Even though he has to deal with the disease daily, Albracht said he hopes to chase storms this season.
“This will be my first year going forward with it. It's been my goal to be able to have the ability to go out and storm spot,” he said. “I've reinvested money into my equipment to make sure it's accurate.”
Thrill of the chase
Albracht said his interest in storms started when he was a toddler and grew throughout the years. One of the first encounters he had with a twister was when he was a third-grader in Sayre.
Albracht said his mother, who worked for an ambulance service, was called out and he was sent to a neighbor's house to take cover. Instead, he was curious and looked outside to observe the weather.
“The sky was churning. You just saw funnels and all sorts of things going on. It was a dark green, fluorescent green sky,” he said. “It was an amazing experience for me.”
More than spectators
Often, storm chasers are seen as paparazzi, waiting for a tornado to make an appearance so they can cash in on photos and video.
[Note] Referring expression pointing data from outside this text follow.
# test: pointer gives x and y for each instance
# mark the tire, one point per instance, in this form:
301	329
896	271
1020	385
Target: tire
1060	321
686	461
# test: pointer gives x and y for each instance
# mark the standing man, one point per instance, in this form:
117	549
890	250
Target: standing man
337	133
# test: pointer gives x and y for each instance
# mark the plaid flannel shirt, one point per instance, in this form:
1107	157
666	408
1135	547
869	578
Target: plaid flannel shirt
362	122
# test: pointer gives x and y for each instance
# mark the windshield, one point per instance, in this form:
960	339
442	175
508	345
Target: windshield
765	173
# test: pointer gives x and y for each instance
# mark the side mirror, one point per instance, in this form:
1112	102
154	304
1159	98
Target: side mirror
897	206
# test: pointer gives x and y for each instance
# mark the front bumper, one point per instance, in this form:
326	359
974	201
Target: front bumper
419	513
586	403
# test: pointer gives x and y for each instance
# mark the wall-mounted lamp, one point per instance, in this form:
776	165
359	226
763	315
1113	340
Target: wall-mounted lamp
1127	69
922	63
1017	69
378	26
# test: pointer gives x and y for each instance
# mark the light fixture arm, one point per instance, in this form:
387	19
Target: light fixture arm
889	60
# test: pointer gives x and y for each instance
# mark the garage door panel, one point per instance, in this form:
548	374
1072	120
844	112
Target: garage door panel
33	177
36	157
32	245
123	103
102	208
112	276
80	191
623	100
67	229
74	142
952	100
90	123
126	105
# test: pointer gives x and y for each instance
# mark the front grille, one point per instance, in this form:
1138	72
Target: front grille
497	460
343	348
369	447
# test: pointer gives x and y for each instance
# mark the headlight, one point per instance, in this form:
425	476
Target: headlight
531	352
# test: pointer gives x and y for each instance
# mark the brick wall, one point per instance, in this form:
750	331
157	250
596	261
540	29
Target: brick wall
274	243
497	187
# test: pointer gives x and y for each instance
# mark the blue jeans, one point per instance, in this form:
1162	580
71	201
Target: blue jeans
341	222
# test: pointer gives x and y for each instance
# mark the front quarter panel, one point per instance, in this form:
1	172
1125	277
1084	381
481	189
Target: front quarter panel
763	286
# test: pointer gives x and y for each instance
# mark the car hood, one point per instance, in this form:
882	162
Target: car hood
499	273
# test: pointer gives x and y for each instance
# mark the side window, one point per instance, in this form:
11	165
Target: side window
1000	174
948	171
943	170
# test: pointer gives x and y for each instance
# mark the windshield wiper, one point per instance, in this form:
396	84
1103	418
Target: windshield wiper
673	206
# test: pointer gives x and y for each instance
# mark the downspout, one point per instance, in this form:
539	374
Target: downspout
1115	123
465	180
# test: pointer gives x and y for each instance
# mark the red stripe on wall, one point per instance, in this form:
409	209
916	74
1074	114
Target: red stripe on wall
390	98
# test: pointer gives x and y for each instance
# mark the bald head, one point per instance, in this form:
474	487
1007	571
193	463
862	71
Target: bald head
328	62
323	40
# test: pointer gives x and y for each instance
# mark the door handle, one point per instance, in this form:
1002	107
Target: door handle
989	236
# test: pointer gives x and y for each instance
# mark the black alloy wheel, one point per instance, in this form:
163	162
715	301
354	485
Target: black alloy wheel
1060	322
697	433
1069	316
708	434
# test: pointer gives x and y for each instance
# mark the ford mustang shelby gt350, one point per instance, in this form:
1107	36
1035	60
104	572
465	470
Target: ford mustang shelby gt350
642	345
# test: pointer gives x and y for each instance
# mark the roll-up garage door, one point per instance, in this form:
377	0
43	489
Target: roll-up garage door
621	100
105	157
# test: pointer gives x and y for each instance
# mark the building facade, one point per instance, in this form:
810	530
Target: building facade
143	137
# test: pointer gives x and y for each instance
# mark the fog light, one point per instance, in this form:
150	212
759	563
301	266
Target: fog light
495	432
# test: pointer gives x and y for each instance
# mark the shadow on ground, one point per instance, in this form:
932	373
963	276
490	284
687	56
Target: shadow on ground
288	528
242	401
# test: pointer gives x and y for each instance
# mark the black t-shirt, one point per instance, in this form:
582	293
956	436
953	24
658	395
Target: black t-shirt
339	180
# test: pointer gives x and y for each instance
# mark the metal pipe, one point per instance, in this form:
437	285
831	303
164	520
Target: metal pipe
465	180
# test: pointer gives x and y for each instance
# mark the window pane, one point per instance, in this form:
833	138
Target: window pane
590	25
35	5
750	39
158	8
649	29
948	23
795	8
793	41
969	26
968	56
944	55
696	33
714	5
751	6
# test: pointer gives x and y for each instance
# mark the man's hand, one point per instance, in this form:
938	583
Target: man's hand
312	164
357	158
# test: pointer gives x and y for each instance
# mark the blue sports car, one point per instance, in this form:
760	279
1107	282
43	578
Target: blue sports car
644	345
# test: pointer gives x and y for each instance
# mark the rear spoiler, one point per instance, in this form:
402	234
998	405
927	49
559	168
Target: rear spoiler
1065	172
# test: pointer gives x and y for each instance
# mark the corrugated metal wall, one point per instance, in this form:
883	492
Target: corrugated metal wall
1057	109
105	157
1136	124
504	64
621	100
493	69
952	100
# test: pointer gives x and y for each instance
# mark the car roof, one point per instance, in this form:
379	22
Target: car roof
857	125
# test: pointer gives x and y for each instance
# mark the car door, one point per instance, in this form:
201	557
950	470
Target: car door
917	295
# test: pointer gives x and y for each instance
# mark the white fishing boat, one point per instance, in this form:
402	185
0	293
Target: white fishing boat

It's unfortunate that some chasers are interested only in that aspect, Albracht said.
“I never want to see a tornado unless it's in the middle of a pasture,” he said. “That one photo isn't worth the devastation.”
Storm chaser Derrick James, 22, of McAlester, said those type of chasers put innocent people at risk.
“I can understand chasing to save lives and research,” he said, but photo chasers just clog up the roads and make it difficult to maneuver around.
During six years of chasing, James said he's never seen a tornado hit a house, but if it did, he would do the right thing and try to help those affected by it.
“Oklahoma is mostly country. Most of the time it will be in an open field,” James said. “You have to track that and see if it does go into a populated area.”
Based on weather conditions the past year, some storm chasers predict 2012 will be a busy storm season.
Smith says it's difficult to tell at this point.
“Scientifically, I don't see anything that you could nail down that it's going to be a more active tornado season,” Smith said. “Our goal is to be ready and get people ready when it happens.”